From the beginning, Americans were deeply ambivalent about mass production. On the one hand, they hoped that mass production would further democracy and equality by bringing goods previously confined to the wealthy within the reach of common people. Many philanthropists and reformers of this era, for example, believed that the mass-produced car would bring to the masses opportunities for economic mobility and revitalizing leisure previously available only to the few. On the other hand, some Americans feared that mass production would further dehumanization by reducing people to deskilled, standardized cogs in an impersonal industrial machine. This fear was not confined to high-minded intellectuals but shared by common working people. They, like other Americans, were imbued with the work ethic, and thus used to defining their moral worth by their work, that is, by their productive contribution to society. But workers found it increasingly difficult to display their morality, skill, and civic-mindedness in standardized, mindless work controlled by someone else. So early on workers revolted against the mass-production system, which confiscated their skills, sped up their work, and subjected them to mechanical despotism. A wave of class conflict, in the forms of strikes, turnover, and absenteeism, appeared among automobile workers in the early mass-production shops, raising questions about the human viability of the system.

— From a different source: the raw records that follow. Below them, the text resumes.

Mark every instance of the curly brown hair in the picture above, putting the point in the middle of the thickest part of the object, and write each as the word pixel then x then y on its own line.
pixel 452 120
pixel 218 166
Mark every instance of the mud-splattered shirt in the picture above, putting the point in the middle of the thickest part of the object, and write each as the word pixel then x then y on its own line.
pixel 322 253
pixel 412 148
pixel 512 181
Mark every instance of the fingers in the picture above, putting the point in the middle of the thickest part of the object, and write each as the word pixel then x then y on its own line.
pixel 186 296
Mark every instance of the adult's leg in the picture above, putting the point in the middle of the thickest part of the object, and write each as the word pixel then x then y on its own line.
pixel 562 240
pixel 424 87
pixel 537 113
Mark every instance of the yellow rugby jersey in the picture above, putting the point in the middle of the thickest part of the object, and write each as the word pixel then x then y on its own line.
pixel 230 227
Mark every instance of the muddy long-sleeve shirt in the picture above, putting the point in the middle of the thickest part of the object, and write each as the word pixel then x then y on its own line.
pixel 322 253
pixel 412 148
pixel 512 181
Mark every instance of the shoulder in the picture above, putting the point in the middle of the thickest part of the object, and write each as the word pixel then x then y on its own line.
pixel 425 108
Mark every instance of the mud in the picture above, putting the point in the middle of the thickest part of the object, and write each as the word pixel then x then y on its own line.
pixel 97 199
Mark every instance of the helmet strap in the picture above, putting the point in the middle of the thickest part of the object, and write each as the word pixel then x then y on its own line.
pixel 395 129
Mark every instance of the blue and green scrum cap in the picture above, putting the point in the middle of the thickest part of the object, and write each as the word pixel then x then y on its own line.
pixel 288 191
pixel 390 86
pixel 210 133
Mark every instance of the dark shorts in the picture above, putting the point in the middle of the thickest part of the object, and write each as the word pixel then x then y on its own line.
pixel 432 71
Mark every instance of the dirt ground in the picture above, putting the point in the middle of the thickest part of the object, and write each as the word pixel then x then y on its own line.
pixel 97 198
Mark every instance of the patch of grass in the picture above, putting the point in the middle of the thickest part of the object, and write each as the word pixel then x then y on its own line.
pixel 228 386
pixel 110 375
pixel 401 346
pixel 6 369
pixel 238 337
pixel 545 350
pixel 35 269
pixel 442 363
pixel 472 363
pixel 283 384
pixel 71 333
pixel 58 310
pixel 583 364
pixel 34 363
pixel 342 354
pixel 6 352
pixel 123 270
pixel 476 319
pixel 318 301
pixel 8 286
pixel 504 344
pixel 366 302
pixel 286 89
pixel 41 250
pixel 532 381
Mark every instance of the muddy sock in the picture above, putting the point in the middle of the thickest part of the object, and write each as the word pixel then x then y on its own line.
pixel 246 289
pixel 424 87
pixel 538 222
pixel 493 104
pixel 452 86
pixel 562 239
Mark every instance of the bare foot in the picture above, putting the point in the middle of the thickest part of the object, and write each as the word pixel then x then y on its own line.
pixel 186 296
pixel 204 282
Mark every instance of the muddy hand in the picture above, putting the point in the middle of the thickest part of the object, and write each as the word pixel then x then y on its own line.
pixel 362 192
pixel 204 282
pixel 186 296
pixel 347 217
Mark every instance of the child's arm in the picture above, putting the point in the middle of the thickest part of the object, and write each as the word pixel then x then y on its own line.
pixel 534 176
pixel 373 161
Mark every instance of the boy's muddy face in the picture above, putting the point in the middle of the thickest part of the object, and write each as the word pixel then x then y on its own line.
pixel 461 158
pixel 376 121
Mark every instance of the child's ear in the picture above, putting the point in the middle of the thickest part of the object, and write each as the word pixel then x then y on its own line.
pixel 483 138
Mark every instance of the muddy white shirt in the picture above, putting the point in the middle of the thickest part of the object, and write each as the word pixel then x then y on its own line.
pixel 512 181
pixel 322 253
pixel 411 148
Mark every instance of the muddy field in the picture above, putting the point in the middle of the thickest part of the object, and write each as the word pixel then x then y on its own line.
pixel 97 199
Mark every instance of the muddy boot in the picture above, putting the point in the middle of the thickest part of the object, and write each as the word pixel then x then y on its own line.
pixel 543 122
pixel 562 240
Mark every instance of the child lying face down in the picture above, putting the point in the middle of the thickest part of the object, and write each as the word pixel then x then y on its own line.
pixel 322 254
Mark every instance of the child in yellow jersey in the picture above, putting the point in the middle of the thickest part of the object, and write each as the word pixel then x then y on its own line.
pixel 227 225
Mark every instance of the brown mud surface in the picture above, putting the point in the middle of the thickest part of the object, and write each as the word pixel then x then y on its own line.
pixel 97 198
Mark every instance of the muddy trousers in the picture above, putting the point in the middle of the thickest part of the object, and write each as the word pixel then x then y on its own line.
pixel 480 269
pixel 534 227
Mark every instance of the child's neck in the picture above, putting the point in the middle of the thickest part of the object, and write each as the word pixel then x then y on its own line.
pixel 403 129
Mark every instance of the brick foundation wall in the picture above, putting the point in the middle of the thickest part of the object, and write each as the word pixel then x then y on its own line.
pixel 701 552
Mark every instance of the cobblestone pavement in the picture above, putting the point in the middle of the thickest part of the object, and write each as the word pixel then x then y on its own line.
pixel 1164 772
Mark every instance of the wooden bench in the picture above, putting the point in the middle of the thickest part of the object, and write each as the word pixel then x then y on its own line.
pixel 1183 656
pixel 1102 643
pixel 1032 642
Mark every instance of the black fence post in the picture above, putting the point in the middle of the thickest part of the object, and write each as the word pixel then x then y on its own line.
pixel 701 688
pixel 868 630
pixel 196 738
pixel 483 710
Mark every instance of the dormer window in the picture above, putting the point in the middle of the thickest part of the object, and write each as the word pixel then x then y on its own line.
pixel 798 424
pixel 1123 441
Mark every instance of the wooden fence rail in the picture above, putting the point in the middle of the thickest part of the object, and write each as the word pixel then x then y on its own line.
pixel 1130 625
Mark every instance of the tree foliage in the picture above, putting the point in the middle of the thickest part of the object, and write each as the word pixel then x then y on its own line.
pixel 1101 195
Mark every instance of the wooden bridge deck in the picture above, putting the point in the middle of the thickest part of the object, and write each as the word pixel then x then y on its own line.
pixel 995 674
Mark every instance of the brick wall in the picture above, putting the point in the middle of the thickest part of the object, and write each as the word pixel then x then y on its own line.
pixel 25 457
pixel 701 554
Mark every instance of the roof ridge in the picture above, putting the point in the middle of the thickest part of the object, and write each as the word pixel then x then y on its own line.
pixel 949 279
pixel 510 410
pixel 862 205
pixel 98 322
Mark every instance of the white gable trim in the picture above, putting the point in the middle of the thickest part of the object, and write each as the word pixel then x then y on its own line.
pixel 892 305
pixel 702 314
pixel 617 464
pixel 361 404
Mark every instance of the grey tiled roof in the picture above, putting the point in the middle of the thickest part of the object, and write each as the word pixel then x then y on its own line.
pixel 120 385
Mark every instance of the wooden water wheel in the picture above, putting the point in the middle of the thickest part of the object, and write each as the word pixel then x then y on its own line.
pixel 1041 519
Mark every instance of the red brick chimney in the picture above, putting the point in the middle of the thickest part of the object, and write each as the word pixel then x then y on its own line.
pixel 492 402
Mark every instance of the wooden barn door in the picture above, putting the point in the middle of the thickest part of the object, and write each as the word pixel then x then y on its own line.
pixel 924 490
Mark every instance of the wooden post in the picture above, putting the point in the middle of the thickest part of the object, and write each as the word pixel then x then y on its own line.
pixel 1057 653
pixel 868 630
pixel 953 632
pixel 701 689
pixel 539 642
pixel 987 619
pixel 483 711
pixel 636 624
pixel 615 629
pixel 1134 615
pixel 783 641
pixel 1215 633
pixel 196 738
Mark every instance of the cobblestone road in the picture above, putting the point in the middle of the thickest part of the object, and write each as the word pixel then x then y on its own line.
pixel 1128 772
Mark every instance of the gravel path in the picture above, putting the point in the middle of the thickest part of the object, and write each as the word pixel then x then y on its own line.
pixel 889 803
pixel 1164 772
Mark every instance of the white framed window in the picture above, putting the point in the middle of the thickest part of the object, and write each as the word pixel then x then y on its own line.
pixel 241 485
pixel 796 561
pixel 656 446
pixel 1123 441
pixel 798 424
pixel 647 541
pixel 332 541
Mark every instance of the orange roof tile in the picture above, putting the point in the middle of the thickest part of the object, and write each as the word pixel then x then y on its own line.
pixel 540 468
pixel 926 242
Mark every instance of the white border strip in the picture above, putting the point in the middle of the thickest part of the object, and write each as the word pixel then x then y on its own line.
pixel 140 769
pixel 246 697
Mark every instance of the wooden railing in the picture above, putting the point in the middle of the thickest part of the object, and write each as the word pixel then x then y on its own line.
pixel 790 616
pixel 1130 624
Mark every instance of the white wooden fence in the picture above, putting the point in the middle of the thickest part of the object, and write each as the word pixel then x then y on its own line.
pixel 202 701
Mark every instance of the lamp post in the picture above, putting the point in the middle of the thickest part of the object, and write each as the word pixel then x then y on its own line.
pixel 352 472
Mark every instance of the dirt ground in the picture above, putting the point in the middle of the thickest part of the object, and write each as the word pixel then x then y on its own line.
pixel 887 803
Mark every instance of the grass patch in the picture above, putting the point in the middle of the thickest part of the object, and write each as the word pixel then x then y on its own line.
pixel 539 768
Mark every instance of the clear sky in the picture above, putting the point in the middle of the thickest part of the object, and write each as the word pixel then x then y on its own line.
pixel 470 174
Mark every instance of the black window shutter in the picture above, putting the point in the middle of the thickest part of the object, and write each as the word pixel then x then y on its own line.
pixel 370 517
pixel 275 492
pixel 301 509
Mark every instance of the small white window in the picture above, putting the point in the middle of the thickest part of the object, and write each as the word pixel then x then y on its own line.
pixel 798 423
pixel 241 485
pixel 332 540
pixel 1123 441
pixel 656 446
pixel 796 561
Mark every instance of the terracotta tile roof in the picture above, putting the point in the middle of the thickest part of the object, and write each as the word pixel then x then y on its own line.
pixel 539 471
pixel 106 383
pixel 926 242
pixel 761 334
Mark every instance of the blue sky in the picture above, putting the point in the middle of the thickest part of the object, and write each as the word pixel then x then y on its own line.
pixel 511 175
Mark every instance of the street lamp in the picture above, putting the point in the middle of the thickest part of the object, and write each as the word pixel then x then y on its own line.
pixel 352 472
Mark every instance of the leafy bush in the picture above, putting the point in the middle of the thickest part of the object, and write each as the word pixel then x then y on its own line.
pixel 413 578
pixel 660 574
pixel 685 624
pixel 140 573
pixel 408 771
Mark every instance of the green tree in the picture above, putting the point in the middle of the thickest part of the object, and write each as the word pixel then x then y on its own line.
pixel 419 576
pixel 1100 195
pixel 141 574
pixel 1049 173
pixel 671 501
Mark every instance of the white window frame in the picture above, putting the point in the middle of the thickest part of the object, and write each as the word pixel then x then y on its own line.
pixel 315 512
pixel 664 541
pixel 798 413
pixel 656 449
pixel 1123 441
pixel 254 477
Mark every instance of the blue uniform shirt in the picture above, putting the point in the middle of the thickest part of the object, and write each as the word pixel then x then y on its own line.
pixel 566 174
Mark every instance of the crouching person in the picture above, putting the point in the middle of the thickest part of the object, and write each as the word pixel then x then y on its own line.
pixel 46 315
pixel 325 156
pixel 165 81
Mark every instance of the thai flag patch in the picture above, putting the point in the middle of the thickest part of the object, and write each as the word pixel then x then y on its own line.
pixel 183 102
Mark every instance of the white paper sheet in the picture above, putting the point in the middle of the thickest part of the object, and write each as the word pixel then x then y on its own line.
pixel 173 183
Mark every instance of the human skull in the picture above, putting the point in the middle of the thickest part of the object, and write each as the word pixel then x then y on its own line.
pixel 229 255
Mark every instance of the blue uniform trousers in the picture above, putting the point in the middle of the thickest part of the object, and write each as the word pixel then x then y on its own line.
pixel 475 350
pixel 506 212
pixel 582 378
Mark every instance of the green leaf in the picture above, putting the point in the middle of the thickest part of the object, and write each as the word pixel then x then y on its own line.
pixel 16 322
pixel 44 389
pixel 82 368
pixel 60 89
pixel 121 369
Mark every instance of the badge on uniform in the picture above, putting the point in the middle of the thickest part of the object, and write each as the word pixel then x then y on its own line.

Gradually, however, manufacturers found a solution to the conflict, and once again Henry Ford led the way. In 1913, there was an attempt to organize the Ford Motor Company by the Industrial Workers of the World, a radical anarcho-syndicalist group which sought not to represent workers but to form “one big union” to destroy both capitalism and the state. Although the attempt failed, it obviously worried Henry, motivating him to announce in 1914 the Five
Dollar Day to head off further labor trouble. This program raised the wages of his workers
in exchange for their submission to the inhumanities of mass production and
adoption of a stable, consumption-oriented lifestyle focused on the family and
home. To ensure that they used their higher wages in the ways he preferred, Ford
created the Sociological Department and charged it with investigating the
details of workers’ home
lives and consumption habits. Other mass producers followed suit, and by the early
1920s many American workers were using their higher wages to purchase consumer
goods and create in their homes a refuge from the demands of their dehumanizing
mass-production jobs. In short, this period saw the beginning of a gradual
cultural shift from a work ethic to a consumption ethic. Americans began to
define themselves less by what they did on the job and more by what they bought,
possessed, and consumed in their leisure time.
Automobiles assumed a central place in this emerging consumer society. The type of car one drove testified to one's character and worth. In such a society, the look of inexpensive, mass-produced cars like the Model T was unacceptable, because it visually testified to the cheap, degraded mass-production process to which these car owners were subordinated. The fragmentation spoke of a divided, unskilled work process. The uniformity of color and style testified to the standardization of human effort. And the flat, rectilinear lines spoke of the rigid, unbending discipline of machines and managers. Compared to the curving, integrated, varied designs of luxury cars, mass-produced cars testified to degraded social status. People who were trying to escape and forget about their work lives in the realm of consumption did not want to be reminded of the indignities of mass production by a car that looked mass-produced. So the Model T declined, and GM sales rose, for Sloan gave consumers the look of luxury in mass-produced cars. His cars had styles that covered over the reminders of work with beautiful, superficial illusions.